SAA: GORDHAN WANTS ANSWERS, SAYS GOVT HAS SEEN LITTLE PROGRESS
Says business rescue practitioners should not move towards liquidation.
Five months and some R5.5 billion down the line, the South African Airways (SAA) is still under business rescue with no clear plan in sight and Public Enterprises Minister Pravin Gordhan is not impressed with the little the rescue practitioners have done.
Giving a presentation on stateowned enterprises in a joint parliament committee meeting on Wednesday evening, Gordhan said business rescue practitioners (BRPs) Les Matuson and Siviwe Dongwana should not make a move towards liquidating the airline when there are many alternatives that could still be explored.
Matuson and Dongwana have previously made it clear that without further funding from the government they would have no option but to implement a structured winding down of the airline or a liquidation.
These plans have been placed on pause at least until Monday May 11, to give workers a chance to accept wholesale retrenchments and for government to find the requisite funding.
The show must go on
But Gordhan told MPs there will be no “fire sale” of SAA assets and that despite the BRPs saying they will not be operating any flights from today, this will need to be relooked.
Gordhan said one of the issues government was contending with is the lack of a “proper and fully-fledged” rescue plan from the BRPs. “At best what we had given to us yesterday [Tuesday] morning is an outline, but much of it is about the history and not too much of it is about solutions.”
Gordhan added that government would be engaging with the BRPs on the specifics regarding the shape and design of a future new airline and how that transition will happen.
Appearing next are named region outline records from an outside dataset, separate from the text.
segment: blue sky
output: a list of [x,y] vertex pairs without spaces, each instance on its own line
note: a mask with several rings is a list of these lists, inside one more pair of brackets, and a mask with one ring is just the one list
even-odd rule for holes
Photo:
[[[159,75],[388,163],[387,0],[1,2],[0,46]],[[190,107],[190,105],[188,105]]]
He said the department would also meet with the practitioners to examine the company’s finances to locate savings from the R5.5 billion that will fund the continued operation of the airline beyond today.
Clarity
Another issue raised by Gordhan is the “sole discretion” the BRPs have had regarding how the R5.5 billion is used, saying more could have been done to save costs. “The Company’s Act does prescribe that when there are important decisions to be made by the BRPs there must be adequate consultation with the shareholder. Our view is that that has not been entirely the case.”
For instance, a United States consultancy firm Alvarez & Marsal was appointed by the BRPs on the recommendation of the lenders who contributed to the post-commencement funding.
The work done by this firm resulted in a bill of around R35 million and Gordhan said government has “not seen the product of what has been done”.
He said: “We want full access to that information so we can determine if there was value for money in that regard.”
The BRPs were also supposed to present management accounts to the Standing Committee on Public Accounts in parliament but have not done so.
Gordhan said the BRPs and the other consulting firms have been asked to reduce their fees by up to 40% “so they also contribute like the staff would be contributing to a proper outcome of this process”.
“We haven’t heard from them in this particular regard...” the minister said.